Spam complaints are reports made by email recipients against emails they consider to be unsolicited.
We record all spam complaints received. If there are any made against an email you have sent, we include this information in your campaign report, as shown here:
Important: If a very large number of complaints, above 0.5%, are received your account will be locked automatically. You will not be able to send further campaigns until the problem is resolved.
How emails get marked as spam
Most ISPs offer reporting facilities that allow their customers to mark emails they do not remember opting in for, or did not opt in for, as spam.
For example, here is AOL's spam button:
When an email recipient clicks this button, AOL lets us know that one of our customers is potentially sending spam.
This kind of tool enables email recipients to report anything they consider to be unsolicited "junk mail".
Through a direct feedback loop with major ISPs, like AOL, as well as email providers like Hotmail or Yahoo Mail, our system can automatically detect if a significant number of your recipients flag your email campaign as spam.
If enough of our customers are reported as spammers, we risk harming our sender reputation and good relationships with ISPs which makes deliverability harder for everyone.
How spam complaints are handled
We do understand that some spam complaints may be false. Perhaps the recipient was lazy or just forgot about giving you their permission in the first place.
However, if one of your email campaigns gets more than a typical number of complaints, which is calculated as a percentage of your sending size, you will receive a warning email. It explains what has happened and provides advice on preventing further complaints, which could result in your account being suspended.
Note: Recipients who report your email as spam are immediately unsubscribed from your list, meaning you will no longer be able to send campaigns to that individual.
How to prevent complaints
You can minimize the chances of your campaigns being reported as spam by following best practice email marketing guidelines, including:
- Use our confirmed opt-in subscribe process to ensure a high quality subscriber list. This also provides proof that those making spam complaints are unwarranted.
- Add a clear explanation at the top of every email you send that explains how you got that subscribers permission, and give them the opportunity to unsubscribe immediately if they no longer wish to hear from you.
- Don't wait for too long after people subscribe to send your first email, because recipients may forget opting in by the time they hear from you and report the email as spam.
- Set clear expectations when someone joins your list. Tell them what you'll be sending them and how often.
What is an acceptable spam report number?
Your goal should be zero. However, if your spam report number is less than 1 per 5,000 emails sent, then you are within today's industry norms. Industry norms will change over time and we will continue to keep you up-to-date.
Why am I seeing mostly Outlook/Hotmail and Yahoo! complaints?

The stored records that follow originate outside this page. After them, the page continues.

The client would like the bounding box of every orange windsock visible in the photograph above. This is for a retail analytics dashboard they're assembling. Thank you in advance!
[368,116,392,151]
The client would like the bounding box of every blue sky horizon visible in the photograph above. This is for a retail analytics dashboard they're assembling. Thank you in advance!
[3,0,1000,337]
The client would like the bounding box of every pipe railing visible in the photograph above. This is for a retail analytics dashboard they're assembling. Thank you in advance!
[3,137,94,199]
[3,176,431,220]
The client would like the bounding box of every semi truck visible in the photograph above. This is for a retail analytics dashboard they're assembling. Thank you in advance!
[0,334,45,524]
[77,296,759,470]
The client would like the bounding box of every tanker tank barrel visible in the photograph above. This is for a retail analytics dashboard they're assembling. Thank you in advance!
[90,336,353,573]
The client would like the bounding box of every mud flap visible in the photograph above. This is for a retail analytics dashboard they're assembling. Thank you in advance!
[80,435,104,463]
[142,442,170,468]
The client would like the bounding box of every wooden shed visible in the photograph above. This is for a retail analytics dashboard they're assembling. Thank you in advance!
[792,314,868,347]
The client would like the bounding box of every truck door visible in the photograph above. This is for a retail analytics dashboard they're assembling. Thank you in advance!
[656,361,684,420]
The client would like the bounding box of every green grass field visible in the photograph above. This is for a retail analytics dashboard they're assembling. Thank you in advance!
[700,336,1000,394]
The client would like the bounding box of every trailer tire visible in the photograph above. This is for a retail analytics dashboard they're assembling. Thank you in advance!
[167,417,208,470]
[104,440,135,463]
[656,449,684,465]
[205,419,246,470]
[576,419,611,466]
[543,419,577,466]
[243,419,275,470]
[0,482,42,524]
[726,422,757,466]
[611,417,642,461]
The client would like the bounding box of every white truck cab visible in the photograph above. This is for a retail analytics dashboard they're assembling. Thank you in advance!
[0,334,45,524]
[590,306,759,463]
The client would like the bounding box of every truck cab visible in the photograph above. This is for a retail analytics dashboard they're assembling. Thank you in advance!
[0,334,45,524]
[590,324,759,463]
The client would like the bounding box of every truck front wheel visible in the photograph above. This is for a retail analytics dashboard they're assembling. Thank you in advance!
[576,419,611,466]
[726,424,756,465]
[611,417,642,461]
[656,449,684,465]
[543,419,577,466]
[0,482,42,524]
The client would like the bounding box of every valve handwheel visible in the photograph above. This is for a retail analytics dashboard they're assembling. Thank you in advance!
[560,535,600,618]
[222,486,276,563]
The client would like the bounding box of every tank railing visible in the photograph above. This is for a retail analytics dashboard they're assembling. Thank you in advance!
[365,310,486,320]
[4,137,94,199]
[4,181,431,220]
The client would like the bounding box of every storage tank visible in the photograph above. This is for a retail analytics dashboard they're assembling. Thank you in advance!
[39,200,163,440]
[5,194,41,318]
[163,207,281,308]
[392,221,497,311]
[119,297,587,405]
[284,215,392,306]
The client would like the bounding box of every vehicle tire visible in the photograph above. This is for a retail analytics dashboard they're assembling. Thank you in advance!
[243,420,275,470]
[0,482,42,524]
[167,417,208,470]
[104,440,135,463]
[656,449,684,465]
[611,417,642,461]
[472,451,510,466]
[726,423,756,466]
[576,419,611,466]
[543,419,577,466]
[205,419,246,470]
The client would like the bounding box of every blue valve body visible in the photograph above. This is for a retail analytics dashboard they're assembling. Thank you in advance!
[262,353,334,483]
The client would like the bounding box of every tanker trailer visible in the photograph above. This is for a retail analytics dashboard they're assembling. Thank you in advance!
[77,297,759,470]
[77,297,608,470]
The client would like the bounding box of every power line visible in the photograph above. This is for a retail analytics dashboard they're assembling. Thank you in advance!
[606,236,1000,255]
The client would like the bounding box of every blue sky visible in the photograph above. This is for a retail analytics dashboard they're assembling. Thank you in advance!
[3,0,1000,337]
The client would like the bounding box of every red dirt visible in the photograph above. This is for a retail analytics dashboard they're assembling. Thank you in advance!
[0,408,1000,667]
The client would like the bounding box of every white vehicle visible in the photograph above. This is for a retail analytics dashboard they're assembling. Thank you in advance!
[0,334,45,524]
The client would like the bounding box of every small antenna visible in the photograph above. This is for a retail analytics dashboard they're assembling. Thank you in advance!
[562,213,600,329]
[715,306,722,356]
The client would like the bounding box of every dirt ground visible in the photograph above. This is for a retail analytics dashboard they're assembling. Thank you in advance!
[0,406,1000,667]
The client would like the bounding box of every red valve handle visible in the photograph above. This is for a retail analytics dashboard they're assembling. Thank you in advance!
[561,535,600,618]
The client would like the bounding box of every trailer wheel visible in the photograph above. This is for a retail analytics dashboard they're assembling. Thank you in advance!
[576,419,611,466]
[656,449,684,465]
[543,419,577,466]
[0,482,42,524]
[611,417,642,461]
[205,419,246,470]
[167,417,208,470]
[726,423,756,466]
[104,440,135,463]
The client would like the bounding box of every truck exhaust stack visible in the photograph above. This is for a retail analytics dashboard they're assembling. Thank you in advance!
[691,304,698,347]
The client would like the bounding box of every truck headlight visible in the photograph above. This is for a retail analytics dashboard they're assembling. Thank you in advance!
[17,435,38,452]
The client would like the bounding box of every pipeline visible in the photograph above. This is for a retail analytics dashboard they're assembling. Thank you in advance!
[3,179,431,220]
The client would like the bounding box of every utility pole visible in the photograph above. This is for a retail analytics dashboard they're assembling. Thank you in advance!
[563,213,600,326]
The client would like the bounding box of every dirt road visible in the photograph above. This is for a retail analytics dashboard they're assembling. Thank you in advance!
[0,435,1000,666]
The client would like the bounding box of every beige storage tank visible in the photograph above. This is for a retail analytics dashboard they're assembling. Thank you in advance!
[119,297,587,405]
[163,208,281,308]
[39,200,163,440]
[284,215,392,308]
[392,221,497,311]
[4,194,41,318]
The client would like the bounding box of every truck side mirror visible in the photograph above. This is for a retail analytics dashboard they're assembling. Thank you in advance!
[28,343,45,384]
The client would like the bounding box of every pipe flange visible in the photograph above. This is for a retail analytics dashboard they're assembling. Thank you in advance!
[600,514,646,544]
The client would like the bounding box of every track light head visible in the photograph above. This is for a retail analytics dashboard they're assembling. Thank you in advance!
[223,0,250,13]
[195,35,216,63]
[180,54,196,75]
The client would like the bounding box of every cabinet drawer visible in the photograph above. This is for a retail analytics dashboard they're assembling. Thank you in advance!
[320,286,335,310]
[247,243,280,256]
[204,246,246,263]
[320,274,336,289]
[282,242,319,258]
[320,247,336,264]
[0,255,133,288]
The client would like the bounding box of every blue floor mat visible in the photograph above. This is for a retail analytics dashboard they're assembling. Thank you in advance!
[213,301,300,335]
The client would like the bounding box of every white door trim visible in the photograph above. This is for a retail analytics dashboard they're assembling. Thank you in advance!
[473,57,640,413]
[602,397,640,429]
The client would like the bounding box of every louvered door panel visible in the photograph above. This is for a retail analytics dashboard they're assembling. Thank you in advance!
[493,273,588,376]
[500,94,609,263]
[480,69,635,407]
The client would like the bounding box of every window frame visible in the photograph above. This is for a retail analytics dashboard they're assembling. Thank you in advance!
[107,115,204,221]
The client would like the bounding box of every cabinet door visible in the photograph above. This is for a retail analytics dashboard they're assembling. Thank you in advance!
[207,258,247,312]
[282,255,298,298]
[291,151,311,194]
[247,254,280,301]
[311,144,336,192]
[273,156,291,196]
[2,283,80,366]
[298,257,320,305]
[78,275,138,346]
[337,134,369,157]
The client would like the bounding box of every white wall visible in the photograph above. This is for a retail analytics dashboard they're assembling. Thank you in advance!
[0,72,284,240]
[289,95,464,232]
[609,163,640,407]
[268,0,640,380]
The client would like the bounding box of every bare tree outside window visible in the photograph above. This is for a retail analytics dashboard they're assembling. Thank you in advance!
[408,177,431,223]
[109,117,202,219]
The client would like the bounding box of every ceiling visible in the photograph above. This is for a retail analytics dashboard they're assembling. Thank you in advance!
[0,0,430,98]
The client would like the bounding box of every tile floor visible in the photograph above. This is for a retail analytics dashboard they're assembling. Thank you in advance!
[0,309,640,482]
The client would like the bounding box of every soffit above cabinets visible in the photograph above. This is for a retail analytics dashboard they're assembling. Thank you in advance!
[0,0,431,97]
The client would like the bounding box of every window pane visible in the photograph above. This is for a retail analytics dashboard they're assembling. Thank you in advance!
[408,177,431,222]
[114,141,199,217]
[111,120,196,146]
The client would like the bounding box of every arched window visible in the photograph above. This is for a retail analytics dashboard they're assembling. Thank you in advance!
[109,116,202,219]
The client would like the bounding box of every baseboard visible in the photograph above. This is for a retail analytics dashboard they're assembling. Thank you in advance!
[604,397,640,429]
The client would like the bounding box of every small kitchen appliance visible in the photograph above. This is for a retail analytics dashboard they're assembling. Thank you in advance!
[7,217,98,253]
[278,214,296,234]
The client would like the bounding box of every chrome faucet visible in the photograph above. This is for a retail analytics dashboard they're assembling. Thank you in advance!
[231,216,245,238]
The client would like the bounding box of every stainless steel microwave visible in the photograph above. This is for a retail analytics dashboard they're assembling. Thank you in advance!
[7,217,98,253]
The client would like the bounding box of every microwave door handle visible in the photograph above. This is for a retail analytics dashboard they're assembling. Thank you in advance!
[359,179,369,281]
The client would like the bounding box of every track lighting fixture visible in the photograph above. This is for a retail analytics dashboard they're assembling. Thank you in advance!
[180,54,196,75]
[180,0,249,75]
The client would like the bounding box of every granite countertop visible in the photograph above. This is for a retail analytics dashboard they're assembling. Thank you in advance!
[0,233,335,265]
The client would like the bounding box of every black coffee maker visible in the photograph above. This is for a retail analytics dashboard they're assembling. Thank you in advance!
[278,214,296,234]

It is normal to see most of the spam complaints in your reports coming from Yahoo! and Hotmail (or Outlook.com) because they are both the world's biggest email providers, and also the main providers using feedback loops.
If an email service or ISP does not have a feedback loop set up, then any complaints by your subscribers are not passed back to us.
How will my account be affected by spam complaints?
While discretion is used, ISPs still consider every spam complaint as an official complaint from their customers. This means that if enough recipients mark your campaign as spam, the ISP will punish the offending sender by adding them to their blacklist or negatively adjusting their sender reputation score (determined by a number of different factors, including volume of emails sent, spam trap hits, percentage of bounces, etc.)